Eine Woche nach der VLN Langstreckenmeisterschaft startete auch die RCN Rundstrecken-Challenge in die Saison 2017. Unter den 147 Startern, die sich der Herausforderung Nordschleife Nürburgring stellten, war auch das Team aesthetic racing mit zwei Fahrzeugen.

Speerspitze war dabei einmal mehr Teameigner Stein Tveten, der sich in der Klasse V6 der seriennahen Produktionswagen bis zu 3.500 ccm Hubraum mit der Favoritenrolle konfrontiert sah. Und auch wenn es am Ende tatsächlich zu einem mehr als souveränen Sieg reichte, verlief die Leistungsprüfung bis zur Zielankunft spannender als gedacht. Kaum auf der Strecke meldete „der Chef“ seiner Boxencrew den Ausfall des Laptimers. Soweit nicht wirklich problematisch, stellte der Betreuer am Funk doch nun einfach die Zwischenzeiten auf der ersten Setzzeit-Runde selbst per Stoppuhr fest. In den beiden folgenden Sprintrunden, die auf Zeit gefahren werden, rückte Tveten die Rangordnung dann erst einmal klar. Gerne hätte der Betreuer am Funk ihm den komfortablen Vorsprung von 40 Sekunden auf seinen härtesten Verfolger, Dr. Lebens im Black Falcon Porsche 991, mitgeteilt. Pünktlich zur ersten Bestätigungsrunde, in der die Zeit der Setzzeitrunde bis auf +/- 10 Sekunden erneut gefahren werden muss, hatte sich aber nach dem Laptimer auch das Mobiltelefon in eine Pause verabschiedet. Ganz ohne Hilfe kam es, wie es kommen musste: Tveten verfehlte die Setzzeit um 26 Sekunden und die – nach Abzug der 10 Sekunden Toleranz – daraus resultierenden 160 Strafpunkte verwandelten die 40 Sekunden Vorsprung in zwei Minuten Rückstand. Diesen verkürzte Tveten bis zur Rennmitte in zwei weiteren Sprintrunden mit extrem schnellen Rundenzeiten noch um 48 Sekunden.

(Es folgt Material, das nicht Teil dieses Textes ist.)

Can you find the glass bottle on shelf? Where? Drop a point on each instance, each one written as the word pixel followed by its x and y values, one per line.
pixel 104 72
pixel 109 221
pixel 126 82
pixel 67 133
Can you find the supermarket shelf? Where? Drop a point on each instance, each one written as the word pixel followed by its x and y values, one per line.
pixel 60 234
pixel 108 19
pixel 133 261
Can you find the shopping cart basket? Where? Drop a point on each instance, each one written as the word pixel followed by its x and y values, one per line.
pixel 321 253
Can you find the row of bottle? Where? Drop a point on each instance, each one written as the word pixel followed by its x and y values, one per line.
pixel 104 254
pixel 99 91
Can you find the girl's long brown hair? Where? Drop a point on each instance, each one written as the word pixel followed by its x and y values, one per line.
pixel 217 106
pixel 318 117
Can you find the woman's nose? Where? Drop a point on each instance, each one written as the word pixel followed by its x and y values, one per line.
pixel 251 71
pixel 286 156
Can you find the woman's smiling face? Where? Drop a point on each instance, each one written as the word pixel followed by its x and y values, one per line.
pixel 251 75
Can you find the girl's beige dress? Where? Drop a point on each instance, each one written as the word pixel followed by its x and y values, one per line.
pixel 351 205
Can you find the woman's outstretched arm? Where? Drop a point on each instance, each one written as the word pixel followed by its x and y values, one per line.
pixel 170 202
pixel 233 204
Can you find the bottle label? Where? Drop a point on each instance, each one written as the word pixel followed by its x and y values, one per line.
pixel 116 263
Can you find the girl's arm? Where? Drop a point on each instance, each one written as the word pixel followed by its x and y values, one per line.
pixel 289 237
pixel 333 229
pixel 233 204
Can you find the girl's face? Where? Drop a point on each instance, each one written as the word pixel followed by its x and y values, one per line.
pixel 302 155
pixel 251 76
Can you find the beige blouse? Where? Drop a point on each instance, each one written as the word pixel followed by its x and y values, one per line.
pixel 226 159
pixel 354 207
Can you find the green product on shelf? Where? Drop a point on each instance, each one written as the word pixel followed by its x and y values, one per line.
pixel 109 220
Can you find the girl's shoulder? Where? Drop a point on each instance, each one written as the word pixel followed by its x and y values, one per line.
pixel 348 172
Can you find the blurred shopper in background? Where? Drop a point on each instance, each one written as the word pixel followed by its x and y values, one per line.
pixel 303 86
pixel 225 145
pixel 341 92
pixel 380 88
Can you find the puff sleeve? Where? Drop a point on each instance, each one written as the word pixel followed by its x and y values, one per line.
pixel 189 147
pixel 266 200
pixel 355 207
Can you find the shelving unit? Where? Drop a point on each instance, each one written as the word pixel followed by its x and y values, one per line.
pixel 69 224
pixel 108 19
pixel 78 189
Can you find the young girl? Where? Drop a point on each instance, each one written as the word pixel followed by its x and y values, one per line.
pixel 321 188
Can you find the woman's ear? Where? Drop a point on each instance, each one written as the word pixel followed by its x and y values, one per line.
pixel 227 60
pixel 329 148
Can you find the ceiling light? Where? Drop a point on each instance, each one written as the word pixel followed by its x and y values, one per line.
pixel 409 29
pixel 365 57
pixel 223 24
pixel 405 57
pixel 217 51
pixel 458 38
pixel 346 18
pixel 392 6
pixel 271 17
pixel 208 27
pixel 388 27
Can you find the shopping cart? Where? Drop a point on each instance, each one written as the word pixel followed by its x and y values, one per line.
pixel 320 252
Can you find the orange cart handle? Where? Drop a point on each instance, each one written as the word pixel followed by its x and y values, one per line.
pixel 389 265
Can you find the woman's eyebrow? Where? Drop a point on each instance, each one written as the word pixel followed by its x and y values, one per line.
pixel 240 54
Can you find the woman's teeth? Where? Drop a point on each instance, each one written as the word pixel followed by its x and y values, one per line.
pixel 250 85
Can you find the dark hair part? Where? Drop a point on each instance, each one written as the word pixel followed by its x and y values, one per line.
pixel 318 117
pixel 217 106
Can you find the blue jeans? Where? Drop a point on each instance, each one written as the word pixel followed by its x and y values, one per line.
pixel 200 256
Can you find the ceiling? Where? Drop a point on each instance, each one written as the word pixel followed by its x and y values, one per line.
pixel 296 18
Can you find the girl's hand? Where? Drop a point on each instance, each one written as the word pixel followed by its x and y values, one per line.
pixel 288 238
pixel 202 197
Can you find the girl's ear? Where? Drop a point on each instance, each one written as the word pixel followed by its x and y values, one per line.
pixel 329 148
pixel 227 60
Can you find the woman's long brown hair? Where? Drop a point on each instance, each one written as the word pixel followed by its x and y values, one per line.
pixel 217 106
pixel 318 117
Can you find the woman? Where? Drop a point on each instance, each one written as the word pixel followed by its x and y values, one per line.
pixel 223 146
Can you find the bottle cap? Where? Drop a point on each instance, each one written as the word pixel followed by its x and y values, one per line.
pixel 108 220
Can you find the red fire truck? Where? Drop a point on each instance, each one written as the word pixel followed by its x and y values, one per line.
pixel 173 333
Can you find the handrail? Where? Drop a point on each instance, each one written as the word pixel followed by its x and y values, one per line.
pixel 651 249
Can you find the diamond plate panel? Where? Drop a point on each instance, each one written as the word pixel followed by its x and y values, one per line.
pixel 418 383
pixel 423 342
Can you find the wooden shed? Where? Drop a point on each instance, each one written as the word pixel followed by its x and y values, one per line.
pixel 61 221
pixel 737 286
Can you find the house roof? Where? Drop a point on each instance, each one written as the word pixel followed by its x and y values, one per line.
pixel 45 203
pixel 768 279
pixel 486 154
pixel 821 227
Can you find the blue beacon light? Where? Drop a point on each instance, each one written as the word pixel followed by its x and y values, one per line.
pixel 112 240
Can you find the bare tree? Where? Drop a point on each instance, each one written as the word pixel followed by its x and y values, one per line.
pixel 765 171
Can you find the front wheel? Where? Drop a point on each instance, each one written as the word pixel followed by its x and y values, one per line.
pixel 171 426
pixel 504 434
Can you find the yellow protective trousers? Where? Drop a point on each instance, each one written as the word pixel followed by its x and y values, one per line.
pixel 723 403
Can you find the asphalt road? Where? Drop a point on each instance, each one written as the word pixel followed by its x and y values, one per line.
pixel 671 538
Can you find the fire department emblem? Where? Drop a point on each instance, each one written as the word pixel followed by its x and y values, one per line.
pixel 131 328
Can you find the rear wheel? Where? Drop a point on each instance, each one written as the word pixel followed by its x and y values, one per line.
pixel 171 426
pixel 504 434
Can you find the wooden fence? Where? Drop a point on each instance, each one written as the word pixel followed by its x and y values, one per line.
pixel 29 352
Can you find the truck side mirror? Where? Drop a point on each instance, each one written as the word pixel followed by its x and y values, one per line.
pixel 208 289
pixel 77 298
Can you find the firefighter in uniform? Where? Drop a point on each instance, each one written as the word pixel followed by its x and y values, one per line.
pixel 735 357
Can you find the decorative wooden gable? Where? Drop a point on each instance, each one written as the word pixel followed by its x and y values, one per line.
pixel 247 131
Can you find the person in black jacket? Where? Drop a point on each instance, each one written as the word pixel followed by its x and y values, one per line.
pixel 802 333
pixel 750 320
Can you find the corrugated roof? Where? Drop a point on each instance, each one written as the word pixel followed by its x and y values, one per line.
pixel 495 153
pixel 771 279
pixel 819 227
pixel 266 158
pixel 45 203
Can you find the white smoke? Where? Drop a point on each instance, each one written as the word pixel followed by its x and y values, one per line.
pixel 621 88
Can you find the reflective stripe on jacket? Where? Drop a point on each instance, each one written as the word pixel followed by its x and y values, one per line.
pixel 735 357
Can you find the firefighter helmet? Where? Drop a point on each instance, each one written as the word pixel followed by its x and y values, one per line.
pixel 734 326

Während die „blue boys“ im Verlauf des Boxenstopps bei dem ansonsten problemlos laufenden Porsche neben Routinechecks das Mobiltelefon wieder in Gang setzten und statt des Laptimers eine einfache Stoppuhr montierten, beruhigte der Rennbetreuer Tveten: „Du hast in vier Sprintrunden 88 Sekunden Vorsprung herausgefahren. Folglich wirst Du in fünf Runden 72 Sekunden Rückstand aufholen können! Wichtig ist nur, dass die Setzzeit beim zweiten Versuch auch klappt!“

Mit der Stoppuhr auf dem Lenkradtopf und der gewohnt klaren Ansprache am Funk schaffte es Tveten in der Tat, die Setzzeit auf die Sekunde genau zu bestätigen! Und auch in den folgenden fünf Sprintrunden ließ Tveten nichts mehr anbrennen: Schon nach vier Umläufen hatte er die Führung wieder inne und baute diese bis ins Ziel noch auf beachtliche 93 Sekunden aus.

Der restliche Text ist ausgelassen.